By the Court.—Order affirmed.
[1] We will refer to the defendants collectively as “Menards,” and the plaintiffs collectively as “Mahoney” throughout this opinion.
[2] We granted Menards’ petition for leave to appeal in an order dated July 30, 2010. In it, we stated that we would consider “only whether the trial court erred when it determined that service of an unsigned but authenticated copy of the summons and complaint was proper.” Therefore, that is the only issue we address.
[3] All references to the Wisconsin Statutes are to the 2009-10 version unless otherwise noted.
[4] Mahoney argues that there was no defect at all, but we find that argument unpersuasive. The unsigned complaint served on Menards was defective.
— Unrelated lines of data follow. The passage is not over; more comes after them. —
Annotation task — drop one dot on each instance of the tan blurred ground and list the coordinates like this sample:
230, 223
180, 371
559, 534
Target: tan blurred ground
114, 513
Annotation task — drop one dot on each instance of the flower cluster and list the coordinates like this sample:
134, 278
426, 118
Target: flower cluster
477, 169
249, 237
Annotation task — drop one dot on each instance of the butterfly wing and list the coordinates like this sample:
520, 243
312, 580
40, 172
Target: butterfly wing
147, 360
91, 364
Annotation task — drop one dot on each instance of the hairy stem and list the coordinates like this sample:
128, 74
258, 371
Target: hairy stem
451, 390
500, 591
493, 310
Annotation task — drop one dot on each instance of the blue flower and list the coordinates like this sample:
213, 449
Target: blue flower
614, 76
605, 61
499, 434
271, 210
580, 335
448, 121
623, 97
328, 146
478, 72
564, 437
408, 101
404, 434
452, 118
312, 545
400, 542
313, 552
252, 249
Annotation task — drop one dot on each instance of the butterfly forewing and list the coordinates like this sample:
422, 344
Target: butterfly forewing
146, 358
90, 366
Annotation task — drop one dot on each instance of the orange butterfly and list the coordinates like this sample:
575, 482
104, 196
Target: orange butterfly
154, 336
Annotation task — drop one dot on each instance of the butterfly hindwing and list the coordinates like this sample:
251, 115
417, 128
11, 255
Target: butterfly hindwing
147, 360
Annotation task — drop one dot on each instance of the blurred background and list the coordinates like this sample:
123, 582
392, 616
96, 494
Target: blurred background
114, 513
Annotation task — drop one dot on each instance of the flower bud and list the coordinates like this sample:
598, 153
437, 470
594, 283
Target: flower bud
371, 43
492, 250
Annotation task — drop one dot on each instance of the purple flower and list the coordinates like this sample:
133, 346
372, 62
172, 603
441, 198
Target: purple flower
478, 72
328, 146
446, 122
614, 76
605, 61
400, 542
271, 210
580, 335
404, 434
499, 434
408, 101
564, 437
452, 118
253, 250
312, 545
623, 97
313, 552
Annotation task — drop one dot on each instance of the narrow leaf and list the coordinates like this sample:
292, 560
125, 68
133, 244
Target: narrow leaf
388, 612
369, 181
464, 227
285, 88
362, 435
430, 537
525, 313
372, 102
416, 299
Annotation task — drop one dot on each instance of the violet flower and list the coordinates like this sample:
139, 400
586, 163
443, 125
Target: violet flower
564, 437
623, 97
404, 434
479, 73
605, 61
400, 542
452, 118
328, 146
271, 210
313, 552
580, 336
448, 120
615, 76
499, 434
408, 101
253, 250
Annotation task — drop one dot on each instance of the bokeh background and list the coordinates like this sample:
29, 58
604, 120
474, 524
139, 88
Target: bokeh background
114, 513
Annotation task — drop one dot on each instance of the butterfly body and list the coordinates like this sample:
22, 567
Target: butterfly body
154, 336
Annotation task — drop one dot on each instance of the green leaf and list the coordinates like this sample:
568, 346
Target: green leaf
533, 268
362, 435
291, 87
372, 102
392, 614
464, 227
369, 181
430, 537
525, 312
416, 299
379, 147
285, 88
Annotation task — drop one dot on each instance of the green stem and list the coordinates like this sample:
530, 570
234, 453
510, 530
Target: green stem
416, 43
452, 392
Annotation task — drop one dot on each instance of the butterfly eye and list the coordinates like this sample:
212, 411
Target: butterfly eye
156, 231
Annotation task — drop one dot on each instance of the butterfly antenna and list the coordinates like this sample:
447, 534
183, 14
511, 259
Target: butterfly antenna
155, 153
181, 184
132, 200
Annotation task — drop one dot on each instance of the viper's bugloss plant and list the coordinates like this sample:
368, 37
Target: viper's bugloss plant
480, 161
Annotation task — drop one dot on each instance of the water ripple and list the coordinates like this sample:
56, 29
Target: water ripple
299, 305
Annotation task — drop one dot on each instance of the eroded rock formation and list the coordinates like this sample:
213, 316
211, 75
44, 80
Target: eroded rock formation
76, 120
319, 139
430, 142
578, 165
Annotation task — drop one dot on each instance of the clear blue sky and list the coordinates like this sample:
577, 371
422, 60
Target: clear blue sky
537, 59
[5] We acknowledge that in Schaefer v. Riegelman, 2002 WI 18, ¶33, 250 Wis. 2d 494, 639 N.W.2d 715, the supreme court reaffirmed the importance of the subscription requirement, stating that “[t]o hold that a failure to meet the subscription requirement is merely technical jeopardizes judicial economy, erodes attorney accountability, and lessens the essential protection that the subscription requirement affords to defendants.” However, it also cited to the holding in Gaddis v. LaCrosse Prods., Inc., 198 Wis. 2d 396, 542 N.W.2d 454 (1996), with approval, thus acknowledging that not every arguable violation of Wis. Stat. § 802.05 constitutes a “failure to meet the subscription requirement.” See Schaefer, 250 Wis. 2d 494, ¶¶27, 33.